Add a floral fragrance.
Then pump the oil phase into the bottom of the tank.
It blends in with the water phase while naturally rising to the top.
They gradually lower the temperature.
This makes the mixture creamy and bright white.
After an hour of mixing, the skin cream is ready.
They pump it out of the mixing tank to supply tanks that feed the filling line.
This company packages its skin cream in jars for body cream and tubes for hand cream.
Workers unpack boxes of plastic jars
and line them up on a conveyor belt that feeds the labeling machine.
Each jar passes a photo eye sensor.
This sensor triggers the machine to spin the jar at the same speed as the adhesive label coming off the roll.
Workers place the labeled jars onto a turntable that feeds the filling machine.
Two single-file lanes each lead to three nozzles.
The machine fills up to 125 jars per minute.
Depositing 12 ounces of skin cream into each jar.
The two lanes of filled jars merge as they approach the capping machine.
The caps come down a chute to the machine's carousel.
A device called a timing screw correctly positions each jar to receive a lid.
The lower part of the machine holds the jar steady as an arm secures the lid in place.
The next station on the line applies an adhesive label onto the cap.
The jars of body cream are ready for sale.

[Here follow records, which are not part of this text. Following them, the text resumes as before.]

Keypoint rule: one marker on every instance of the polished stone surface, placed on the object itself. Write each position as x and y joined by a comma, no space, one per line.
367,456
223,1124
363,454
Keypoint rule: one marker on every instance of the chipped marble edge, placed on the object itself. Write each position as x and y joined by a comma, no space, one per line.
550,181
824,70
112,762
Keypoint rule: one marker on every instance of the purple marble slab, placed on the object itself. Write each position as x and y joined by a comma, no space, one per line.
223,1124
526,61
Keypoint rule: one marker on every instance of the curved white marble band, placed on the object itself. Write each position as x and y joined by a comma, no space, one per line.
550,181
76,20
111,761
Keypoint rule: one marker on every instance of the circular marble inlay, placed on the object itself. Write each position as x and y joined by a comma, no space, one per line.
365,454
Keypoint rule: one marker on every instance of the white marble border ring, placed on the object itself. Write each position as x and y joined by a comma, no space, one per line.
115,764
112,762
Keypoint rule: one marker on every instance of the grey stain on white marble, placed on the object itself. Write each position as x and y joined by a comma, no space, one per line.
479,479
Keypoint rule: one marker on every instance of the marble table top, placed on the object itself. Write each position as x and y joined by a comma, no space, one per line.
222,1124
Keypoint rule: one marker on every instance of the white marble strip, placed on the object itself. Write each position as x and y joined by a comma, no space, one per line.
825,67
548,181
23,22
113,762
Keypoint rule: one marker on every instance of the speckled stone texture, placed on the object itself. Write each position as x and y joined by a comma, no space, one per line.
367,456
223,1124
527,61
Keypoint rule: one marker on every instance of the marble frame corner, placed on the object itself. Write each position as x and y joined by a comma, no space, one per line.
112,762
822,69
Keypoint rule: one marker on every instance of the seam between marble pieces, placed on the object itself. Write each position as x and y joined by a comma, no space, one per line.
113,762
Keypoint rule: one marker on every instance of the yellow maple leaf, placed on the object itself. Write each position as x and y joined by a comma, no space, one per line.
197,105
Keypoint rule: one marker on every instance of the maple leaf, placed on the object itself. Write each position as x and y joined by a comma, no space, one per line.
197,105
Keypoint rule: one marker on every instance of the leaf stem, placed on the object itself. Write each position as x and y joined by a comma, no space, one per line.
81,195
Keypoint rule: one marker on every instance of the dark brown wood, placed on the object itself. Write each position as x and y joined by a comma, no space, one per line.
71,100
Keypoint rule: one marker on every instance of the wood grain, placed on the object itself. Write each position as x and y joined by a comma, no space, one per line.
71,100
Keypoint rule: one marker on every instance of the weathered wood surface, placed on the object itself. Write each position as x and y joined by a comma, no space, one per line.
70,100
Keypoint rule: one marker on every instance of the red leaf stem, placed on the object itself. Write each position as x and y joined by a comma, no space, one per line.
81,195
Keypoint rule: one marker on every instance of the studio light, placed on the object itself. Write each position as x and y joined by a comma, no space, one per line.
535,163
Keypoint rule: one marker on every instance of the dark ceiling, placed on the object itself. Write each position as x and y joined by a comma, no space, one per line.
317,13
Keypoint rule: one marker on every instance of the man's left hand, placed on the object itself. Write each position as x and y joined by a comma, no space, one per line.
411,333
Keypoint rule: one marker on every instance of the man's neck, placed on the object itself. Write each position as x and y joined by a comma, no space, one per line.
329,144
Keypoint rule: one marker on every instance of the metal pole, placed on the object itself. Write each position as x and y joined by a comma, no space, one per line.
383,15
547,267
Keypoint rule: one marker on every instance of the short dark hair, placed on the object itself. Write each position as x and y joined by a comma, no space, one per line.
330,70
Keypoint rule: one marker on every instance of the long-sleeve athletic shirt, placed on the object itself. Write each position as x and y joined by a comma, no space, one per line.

This factory also packages hand cream in a tube
that you can keep in your purse or pocket.
A mechanical arm places the tubes on a turntable cap-side down.
The bottom of each tube is open and ready for filling.
A nozzle squirts two ounces of skin cream into the tube.
Then the machine heats the open end to soften the plastic.
clamps it shut, then cools the plastic to a solid state,
When you rub the cream on your skin,
the key ingredients glycerin and lanolin pack a one-two punch.
Glycerin is hygroscopic, meaning it draws water from the air to the skin.
Lanolin smooths the skin, forming a protective film to lock in the moisture.